Even putting incentives aside, there is pesky arithmetic. Aggregate spending includes not only the spending of government program participants, but also the spending (both consumption and investment) of those who finance the government. When government redistributes, the taxpayers and lenders to our government have less to spend and save on other things. Even a foreign lender who decides to lend that extra $1 million to our government may well be lending less to U.S. households and companies. At best, redistribution from workers to the unemployed reallocates demand rather than increasing its total.

Economics is an empirical science and even Okun’s tradeoff should continually be compared with real-world data. Let’s look at the spending data beginning in August when unemployment payments were about $50 billion per month less than they were before. August retail sales showed a normal monthly increase despite the absence of so many unemployment bonuses. With the bonuses still gone, retail sales surged in September.

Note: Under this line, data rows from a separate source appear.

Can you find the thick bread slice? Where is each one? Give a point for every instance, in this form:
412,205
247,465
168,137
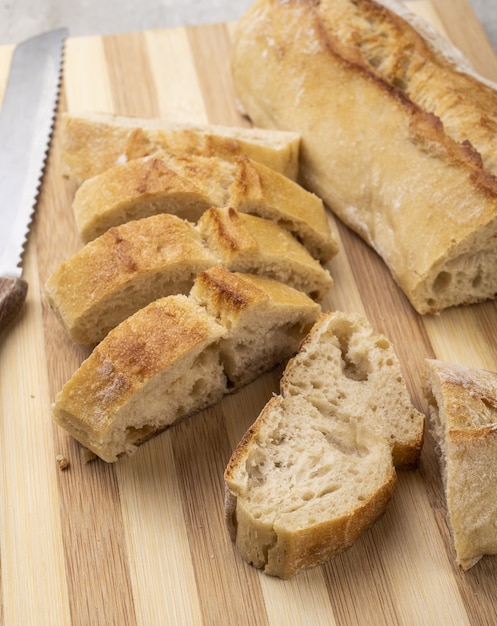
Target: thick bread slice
131,265
94,142
398,137
261,191
345,368
160,183
187,186
166,361
158,366
302,486
246,243
122,271
462,416
265,320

Professor Krugman’s error is not new. Years ago, he failed to recognize that there are two fundamentally different types of government spending. One type is transfers, which often pay people for not working or producing. The other type is government purchases of goods and services that pay people for working and producing a good or service for government use. Transfers and government purchases are economic opposites yet, as I explain in my review of his 2012 book, Krugman insists on using studies of the effects of government purchases (military, road construction, etc.) to project the effects of government transfers such as unemployment benefits.

Krugman on taxes

Returning to a 2017 theme, Professor Krugman asserts that “the channel through which corporate tax cuts are supposed to raise wages is . . . higher investment.” He also concludes that “repealing those corporate tax cuts won’t reduce wages . . . because of the preponderance of monopoly rents in modern corporate profits.”

Although I agree that the corporate tax is related to aggregate investment, I am surprised that he forgot so easily the conclusions of his generation of public-finance economists. They thought that the economic damage from business taxes came at least as much from distorting the allocation of investment across regions, industry, and firms as from reducing the total amount to be invested. My generation calls it “misallocations.” A prime example of misallocation is the low productivity of residential capital as compared with non-residential business capital. Raising taxes on business only makes that misallocation worse.

Professor Krugman also seems to forget how monopolies and cartels exercise their market power, which is to withhold some of their production in order to jack up prices. The Organization for Petroleum Exporting Countries (OPEC) is a famous example: They (try) to raise oil prices by instructing their members to produce less. Even if Krugman were correct that many corporations are monopolies, taxing them will only cause them to produce less, exaggerating the misallocation that comes from monopoly. Corporate-tax revenge on the monopolies may be sweet, but it lowers productivity and wages.